Reinsurance made sense this year because it could be quickly reintroduced to meet deadlines for pricing 2018 plans, but there are likely better ways to address high risks.  American Experiment is actively researching and advising both state and federal lawmakers on various strategies to stabilize individual insurance markets.

Like every other budget bill, the Health and Human Services (HHS) Omnibus bill earned Governor Dayton’s veto and remains part of the final negotiation.  As passed, the HHS bill would cut spending by $482 million, impose stronger eligibility checks on people enrolling in public health care programs, and close MNsure and move to the federal health insurance exchange.

Strengthening eligibility checks is one of the more important elements of the bill.  This is an issue American Experiment worked on in 2016 after an audit from the Legislative Auditor found that 38 percent of the people they tested “were not eligible for the public health care program in which they were enrolled.”  The Legislative Auditor estimated the overpayments due to eligibility errors ranged from $115 million to $271 million over a five-month period.  Over a two-year budget cycle that amounts to $1.3 billion on the top end.  The House and Senate assume their tighter eligibility oversight will save $140 million.

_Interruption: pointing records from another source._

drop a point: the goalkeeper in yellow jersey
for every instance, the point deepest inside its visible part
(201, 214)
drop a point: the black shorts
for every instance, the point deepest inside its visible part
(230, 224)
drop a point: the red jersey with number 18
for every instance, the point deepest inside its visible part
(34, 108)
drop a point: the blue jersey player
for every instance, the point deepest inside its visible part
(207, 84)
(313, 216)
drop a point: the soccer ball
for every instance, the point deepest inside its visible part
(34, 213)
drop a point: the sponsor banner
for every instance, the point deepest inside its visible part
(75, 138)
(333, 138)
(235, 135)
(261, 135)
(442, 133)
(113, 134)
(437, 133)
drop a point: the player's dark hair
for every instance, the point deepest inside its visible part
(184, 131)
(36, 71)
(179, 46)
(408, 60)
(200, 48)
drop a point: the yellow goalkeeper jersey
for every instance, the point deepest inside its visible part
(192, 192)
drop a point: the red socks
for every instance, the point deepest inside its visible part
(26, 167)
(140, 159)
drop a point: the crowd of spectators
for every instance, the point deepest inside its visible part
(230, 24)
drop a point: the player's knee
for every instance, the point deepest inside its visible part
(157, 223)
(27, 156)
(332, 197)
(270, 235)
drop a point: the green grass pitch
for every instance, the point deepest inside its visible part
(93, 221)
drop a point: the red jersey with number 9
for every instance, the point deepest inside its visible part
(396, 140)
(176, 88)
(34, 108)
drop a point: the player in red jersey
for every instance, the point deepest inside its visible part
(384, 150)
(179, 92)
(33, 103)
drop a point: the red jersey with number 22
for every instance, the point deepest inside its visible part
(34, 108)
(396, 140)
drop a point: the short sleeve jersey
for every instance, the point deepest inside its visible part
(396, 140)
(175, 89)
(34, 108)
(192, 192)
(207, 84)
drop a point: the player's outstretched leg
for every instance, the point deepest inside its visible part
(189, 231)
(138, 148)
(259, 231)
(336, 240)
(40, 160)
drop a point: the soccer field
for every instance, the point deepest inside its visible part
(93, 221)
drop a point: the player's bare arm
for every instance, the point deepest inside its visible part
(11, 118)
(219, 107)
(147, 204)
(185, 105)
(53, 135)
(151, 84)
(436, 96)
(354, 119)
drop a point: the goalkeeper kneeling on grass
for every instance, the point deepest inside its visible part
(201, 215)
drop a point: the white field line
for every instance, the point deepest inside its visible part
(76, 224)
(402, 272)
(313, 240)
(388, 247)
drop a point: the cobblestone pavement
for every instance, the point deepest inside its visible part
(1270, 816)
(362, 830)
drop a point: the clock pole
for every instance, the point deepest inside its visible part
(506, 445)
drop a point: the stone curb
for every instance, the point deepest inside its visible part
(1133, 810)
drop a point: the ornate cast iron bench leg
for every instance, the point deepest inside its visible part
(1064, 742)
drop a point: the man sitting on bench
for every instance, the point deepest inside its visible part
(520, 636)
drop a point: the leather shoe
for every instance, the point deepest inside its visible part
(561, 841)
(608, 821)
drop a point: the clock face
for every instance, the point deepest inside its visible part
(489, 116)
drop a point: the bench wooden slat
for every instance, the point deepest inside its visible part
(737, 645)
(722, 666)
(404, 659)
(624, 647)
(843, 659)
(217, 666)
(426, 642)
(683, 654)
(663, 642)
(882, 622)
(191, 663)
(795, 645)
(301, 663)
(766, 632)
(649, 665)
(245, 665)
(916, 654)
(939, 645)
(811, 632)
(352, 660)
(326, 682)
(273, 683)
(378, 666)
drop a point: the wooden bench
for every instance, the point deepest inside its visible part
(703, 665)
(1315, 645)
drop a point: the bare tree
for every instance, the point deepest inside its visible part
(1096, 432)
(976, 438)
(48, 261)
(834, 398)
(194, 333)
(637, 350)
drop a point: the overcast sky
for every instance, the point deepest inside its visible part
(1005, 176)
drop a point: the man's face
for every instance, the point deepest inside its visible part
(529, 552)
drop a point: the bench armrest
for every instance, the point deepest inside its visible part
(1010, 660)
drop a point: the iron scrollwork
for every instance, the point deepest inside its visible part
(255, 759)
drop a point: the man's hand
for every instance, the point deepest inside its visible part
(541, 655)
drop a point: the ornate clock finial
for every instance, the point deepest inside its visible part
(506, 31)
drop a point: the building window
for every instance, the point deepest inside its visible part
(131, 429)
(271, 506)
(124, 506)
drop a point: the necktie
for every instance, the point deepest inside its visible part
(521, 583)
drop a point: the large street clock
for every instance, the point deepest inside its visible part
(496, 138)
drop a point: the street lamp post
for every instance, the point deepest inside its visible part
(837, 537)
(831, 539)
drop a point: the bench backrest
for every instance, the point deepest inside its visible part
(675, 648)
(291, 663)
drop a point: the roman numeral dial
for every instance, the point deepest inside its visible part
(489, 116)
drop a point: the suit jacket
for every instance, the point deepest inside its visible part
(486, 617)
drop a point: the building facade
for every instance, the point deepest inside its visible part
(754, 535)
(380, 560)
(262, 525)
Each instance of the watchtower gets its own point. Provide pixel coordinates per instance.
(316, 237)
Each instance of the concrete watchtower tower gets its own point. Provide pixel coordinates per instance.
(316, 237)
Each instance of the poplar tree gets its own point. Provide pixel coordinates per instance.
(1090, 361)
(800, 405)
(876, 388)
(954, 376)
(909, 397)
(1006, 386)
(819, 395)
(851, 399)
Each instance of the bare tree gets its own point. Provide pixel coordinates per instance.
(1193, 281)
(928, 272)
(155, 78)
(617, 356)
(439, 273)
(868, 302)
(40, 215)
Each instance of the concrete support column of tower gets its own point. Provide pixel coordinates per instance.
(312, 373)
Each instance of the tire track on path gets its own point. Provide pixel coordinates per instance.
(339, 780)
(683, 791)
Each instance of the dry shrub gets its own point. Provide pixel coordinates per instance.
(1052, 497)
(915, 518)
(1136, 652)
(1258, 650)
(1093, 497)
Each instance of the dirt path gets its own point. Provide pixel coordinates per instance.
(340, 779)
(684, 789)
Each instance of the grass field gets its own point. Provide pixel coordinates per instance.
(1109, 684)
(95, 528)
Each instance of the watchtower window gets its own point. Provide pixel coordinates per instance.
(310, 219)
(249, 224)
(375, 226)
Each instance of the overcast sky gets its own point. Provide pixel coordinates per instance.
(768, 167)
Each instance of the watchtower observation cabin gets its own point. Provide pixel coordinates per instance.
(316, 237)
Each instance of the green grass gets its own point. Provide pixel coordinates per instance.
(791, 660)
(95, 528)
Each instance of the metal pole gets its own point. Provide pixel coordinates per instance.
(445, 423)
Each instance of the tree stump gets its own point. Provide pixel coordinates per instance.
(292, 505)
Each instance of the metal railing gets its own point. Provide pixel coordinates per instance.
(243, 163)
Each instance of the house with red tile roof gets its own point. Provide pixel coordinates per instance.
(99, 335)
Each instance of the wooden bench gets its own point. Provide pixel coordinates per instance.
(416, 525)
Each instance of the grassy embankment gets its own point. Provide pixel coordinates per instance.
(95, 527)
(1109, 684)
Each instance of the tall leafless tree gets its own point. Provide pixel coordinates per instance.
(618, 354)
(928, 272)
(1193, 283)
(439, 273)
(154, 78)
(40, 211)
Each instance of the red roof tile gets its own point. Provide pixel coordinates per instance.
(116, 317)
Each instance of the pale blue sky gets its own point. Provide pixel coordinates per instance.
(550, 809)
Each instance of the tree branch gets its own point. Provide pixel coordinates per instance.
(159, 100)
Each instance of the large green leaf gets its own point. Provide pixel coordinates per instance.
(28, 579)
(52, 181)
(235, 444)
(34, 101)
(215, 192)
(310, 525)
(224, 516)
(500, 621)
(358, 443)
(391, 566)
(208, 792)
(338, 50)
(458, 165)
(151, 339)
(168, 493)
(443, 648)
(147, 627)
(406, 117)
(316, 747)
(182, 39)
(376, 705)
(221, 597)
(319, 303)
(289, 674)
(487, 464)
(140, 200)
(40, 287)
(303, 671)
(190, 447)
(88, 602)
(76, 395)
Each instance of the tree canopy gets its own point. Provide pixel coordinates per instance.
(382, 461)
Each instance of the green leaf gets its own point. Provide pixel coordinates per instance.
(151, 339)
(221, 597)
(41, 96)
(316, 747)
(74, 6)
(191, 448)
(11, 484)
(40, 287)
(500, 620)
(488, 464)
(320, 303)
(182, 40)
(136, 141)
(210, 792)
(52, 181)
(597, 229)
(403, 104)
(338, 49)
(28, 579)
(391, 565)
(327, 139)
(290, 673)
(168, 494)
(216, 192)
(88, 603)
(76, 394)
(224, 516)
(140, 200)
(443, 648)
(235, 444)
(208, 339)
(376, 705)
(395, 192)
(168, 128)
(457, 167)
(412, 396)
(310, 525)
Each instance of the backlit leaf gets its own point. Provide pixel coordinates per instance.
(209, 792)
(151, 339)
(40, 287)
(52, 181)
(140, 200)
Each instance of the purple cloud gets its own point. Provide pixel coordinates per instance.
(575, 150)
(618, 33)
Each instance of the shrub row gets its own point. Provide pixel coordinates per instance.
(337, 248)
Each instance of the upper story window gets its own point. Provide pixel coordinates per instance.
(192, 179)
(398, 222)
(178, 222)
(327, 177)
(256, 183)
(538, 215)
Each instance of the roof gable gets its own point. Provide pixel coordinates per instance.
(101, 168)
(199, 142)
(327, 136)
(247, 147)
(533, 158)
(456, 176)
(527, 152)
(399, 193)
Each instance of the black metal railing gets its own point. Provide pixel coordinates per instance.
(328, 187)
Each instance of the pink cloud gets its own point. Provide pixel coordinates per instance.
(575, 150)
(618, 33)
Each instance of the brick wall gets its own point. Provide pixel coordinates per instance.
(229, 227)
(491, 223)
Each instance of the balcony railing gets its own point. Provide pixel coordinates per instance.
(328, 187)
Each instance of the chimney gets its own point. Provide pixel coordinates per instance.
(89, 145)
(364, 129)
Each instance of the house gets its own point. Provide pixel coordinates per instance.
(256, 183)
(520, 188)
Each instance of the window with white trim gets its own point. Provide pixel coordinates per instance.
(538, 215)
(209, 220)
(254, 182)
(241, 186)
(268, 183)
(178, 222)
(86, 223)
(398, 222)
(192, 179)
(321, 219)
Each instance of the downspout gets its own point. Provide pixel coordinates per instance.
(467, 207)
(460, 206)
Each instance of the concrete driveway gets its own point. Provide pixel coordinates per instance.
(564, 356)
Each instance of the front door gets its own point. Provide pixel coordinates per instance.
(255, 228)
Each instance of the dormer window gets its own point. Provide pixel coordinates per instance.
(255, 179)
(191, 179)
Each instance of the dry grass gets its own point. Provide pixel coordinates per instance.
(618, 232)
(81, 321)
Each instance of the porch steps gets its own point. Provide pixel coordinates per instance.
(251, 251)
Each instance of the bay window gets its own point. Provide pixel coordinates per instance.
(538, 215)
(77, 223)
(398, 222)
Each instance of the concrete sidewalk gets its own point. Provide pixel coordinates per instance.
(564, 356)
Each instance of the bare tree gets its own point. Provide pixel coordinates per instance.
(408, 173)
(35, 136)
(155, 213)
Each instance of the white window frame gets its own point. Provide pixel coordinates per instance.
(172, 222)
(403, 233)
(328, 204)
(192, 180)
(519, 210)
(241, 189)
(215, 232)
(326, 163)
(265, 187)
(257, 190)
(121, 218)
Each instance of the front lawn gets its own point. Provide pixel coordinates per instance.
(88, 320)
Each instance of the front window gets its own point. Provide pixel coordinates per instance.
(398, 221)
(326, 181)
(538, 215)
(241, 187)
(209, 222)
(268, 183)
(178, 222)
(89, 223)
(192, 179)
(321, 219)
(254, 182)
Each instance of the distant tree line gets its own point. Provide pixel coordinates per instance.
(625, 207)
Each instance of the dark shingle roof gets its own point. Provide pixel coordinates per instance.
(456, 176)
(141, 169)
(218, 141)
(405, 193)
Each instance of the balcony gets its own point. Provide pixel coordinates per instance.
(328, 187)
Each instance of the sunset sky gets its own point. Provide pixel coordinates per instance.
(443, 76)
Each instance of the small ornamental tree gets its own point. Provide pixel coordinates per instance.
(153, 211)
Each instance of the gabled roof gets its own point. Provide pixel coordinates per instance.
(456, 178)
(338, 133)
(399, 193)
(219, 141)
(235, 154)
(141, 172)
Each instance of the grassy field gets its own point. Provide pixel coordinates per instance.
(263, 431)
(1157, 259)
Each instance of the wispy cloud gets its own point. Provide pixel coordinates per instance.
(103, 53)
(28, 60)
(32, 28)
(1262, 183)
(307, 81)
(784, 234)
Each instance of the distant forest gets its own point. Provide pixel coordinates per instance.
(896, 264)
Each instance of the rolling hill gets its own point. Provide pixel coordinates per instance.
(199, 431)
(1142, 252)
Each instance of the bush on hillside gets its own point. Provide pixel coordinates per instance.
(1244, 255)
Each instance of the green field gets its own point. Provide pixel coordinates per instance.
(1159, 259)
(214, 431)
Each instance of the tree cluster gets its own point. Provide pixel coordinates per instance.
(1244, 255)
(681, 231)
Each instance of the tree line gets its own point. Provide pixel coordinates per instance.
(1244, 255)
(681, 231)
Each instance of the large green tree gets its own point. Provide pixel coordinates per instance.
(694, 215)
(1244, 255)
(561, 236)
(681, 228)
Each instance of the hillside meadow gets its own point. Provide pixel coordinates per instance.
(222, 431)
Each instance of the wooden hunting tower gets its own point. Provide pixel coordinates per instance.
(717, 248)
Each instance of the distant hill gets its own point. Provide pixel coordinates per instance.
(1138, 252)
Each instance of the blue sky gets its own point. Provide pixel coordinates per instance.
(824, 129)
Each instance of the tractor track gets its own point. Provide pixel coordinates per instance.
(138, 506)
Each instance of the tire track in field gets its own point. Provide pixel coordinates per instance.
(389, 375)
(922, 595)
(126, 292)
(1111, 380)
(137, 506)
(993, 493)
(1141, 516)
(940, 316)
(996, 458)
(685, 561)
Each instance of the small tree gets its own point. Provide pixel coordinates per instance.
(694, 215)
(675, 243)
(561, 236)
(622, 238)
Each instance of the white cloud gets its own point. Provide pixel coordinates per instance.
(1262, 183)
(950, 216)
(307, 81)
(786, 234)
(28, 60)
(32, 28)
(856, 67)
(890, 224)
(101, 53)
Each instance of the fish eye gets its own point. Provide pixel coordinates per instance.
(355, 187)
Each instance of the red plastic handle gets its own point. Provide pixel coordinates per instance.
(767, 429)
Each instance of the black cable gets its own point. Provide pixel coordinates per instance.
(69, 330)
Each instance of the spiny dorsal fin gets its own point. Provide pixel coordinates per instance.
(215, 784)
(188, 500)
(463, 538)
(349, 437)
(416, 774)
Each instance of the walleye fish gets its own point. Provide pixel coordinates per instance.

Closing MNsure might be good policy, but it’s highly unlikely it will happen because that would also mean the end of federal funding for MinnesotaCare—the public health care program for low-income working adults.  That’s because the federal government’s health exchange cannot accommodate MinnesotaCare.

The rest of the HHS bill is the usual hundreds of pages—585 to be exact—of changes to the alphabet soup of programs under the jurisdiction of HHS.  Mostly tweaks with a couple program overhauls intermixed.